Peu de temps après le mauvais succès de la négociation bizarre imaginée par Peveril comme un moyen de réconciliation, Bridgenorth avait quitté Moultrassie-House, laissant cette maison à la garde de sa vieille femme de charge ; et personne ne savait où il était allé. Il avait emmené avec lui le révérend M. Solsgrace, sa fille Alice et mistress Deborah Debbitch, installée formellement dans les fonctions de gouvernante. Pendant quelque temps le bruit courut que le major Bridgenorth ne s’était retiré dans quelque partie éloignée du pays que pour exécuter son projet d’épouser mistress Deborah, et donner le temps à la surprise de s’affaiblir et aux railleries de s’épuiser, afin de la ramener ensuite à Moultrassie-House comme dame et maîtresse. Mais ce bruit cessa comme tant d’autres, et il parut certain alors qu’il était passé dans les pays étrangers pour assurer la santé de sa fille, dont la constitution était si délicate. Mais en se rappelant l’horreur du major pour le papisme et la haine encore plus prononcée du digne Nehemiah Solsgrace, on convenait unanimement qu’il n’y avait que l’espérance de convertir le pape qui pouvait les avoir déterminés à mettre le pied sur une terre catholique. L’opinion la plus générale fut qu’ils étaient allés à la Nouvelle-Angleterre, alors le refuge de ceux qui avaient pris trop de part aux affaires des derniers temps, ou que le désir de jouir d’une liberté de conscience illimitée engageait à s’exiler dans la Grande-Bretagne.
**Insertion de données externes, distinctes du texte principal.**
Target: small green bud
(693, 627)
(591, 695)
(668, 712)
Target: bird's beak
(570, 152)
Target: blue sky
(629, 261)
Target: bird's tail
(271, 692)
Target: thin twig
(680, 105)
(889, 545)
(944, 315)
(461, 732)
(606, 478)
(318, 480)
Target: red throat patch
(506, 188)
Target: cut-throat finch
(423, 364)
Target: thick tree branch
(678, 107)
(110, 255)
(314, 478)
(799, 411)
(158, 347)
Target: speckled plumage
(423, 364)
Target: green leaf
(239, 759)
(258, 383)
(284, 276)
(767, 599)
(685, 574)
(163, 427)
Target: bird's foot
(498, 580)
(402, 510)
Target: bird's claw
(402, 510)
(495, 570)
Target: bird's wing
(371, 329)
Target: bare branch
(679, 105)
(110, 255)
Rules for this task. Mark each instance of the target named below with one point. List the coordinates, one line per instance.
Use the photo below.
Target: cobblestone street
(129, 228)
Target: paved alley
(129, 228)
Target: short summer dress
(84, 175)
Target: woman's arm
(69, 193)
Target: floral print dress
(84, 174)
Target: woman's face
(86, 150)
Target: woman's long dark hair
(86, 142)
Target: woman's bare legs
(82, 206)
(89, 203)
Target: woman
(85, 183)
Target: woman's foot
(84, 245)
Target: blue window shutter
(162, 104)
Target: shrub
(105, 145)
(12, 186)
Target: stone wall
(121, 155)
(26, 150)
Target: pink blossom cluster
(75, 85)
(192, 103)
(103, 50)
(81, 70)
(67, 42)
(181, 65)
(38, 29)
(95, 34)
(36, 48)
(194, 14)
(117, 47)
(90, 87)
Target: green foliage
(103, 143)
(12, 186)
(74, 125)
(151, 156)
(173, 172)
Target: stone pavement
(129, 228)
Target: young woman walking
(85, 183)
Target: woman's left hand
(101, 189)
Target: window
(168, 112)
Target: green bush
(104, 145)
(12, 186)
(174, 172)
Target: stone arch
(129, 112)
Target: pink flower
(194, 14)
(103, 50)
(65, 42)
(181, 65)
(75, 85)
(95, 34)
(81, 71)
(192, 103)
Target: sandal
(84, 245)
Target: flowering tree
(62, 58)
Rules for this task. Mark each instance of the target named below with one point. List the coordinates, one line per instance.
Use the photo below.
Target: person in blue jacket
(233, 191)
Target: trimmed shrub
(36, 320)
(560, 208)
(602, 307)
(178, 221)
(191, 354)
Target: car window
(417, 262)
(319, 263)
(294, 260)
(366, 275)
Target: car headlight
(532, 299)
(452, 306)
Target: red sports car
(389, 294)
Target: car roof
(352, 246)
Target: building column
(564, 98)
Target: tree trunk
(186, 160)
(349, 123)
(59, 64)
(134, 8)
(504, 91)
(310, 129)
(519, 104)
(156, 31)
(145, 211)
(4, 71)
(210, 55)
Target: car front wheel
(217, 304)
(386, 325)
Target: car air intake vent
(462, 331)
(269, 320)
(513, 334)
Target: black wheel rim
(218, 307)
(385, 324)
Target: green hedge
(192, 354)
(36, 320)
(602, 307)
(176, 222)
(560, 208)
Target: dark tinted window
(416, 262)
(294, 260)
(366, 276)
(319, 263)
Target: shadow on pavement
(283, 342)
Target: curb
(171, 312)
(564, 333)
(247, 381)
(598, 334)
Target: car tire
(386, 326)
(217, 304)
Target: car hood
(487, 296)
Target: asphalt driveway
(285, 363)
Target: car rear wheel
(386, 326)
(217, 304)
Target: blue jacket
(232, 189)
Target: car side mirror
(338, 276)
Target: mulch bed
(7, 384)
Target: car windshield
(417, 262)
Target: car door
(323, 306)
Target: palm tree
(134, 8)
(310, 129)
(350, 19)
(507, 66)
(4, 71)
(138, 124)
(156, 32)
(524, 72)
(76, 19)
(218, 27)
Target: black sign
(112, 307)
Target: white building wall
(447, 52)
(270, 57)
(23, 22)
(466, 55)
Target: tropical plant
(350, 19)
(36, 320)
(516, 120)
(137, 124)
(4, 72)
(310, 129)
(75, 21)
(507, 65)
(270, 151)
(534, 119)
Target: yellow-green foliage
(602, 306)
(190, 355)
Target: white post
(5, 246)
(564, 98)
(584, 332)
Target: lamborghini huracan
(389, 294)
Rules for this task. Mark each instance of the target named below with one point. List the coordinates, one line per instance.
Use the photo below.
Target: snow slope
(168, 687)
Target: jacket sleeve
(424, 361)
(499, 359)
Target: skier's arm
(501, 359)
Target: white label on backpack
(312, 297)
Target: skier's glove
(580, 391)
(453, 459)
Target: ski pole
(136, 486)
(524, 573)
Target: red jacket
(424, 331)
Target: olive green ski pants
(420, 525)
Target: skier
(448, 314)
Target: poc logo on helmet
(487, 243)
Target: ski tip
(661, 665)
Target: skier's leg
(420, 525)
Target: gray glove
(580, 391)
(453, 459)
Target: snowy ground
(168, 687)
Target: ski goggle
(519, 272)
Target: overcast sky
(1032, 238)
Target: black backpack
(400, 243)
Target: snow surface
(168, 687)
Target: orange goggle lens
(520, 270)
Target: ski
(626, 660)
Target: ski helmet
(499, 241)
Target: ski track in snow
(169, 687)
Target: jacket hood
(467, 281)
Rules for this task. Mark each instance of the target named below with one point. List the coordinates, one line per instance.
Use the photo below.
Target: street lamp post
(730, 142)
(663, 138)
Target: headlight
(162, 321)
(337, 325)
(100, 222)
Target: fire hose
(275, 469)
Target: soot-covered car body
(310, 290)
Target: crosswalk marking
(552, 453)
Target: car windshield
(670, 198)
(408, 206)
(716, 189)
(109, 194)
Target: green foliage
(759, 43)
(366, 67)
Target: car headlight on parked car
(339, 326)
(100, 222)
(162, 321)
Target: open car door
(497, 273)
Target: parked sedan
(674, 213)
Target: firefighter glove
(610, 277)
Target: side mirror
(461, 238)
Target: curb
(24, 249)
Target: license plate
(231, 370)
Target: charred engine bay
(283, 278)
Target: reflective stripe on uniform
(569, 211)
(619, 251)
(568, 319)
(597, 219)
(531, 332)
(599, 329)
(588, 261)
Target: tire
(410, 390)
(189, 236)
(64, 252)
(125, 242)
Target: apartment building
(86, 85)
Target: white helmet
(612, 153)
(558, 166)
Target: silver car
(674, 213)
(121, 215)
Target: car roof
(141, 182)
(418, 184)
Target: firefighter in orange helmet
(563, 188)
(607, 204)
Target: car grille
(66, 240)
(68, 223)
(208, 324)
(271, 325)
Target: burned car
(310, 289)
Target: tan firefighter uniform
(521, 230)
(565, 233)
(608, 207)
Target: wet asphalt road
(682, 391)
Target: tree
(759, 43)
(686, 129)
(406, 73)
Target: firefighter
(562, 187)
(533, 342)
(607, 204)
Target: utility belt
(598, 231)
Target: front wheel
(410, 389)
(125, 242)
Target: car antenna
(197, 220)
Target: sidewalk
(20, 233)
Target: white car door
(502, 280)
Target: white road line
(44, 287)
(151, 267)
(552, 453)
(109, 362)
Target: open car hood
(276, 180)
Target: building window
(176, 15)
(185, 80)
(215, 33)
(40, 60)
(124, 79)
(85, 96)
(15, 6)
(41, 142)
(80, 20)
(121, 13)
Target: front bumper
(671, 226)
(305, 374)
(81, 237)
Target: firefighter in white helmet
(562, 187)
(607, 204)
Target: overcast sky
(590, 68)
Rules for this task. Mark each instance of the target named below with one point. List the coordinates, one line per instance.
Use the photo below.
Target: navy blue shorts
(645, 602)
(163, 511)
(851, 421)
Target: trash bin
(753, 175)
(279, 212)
Lady Peveril ne pouvait s’empêcher de nourrir le vague soupçon que Bridgenorth n’était pas aussi éloigné. L’ordre extrême avec lequel tout était tenu à Moultrassie-House et qui faisait honneur à dame Dickens, la femme de charge, ainsi qu’aux autres domestiques, semblait indiquer que l’œil du maître n’était pas tellement loin que son inspection ne fût à craindre d’un moment à l’autre. Il est vrai que ni les domestiques ni le procureur ne répondaient jamais aux questions qu’on leur faisait sur la résidence actuelle de Bridgenorth ; mais ils avaient, quand on les interrogeait, un air de mystère qui semblait en dire plus que l’oreille ne pouvait en entendre.

Environ cinq ans après que Bridgenorth eut quitté le pays, il arriva un événement singulier. Sir Geoffrey s’était absenté pour les courses de Chesterfield, et lady Peveril, qui avait l’habitude de se promener dans les environs fort souvent sans suite, ou accompagnée seulement d’Ellesmère ou de son fils, était sortie un soir pour faire une visite de charité dans une chaumière isolée où demeurait une pauvre femme attaquée alors d’une fièvre qu’on supposait contagieuse. Jamais des craintes de cette espèce n’arrêtaient lady Peveril un seul instant dans l’exercice de ses œuvres charitables ; mais elle n’aurait voulu exposer ni son fils ni aucun de ses gens aux risques qu’elle consentait à courir, dans l’espèce de persuasion où elle était que ses précautions la préserveraient de tout danger.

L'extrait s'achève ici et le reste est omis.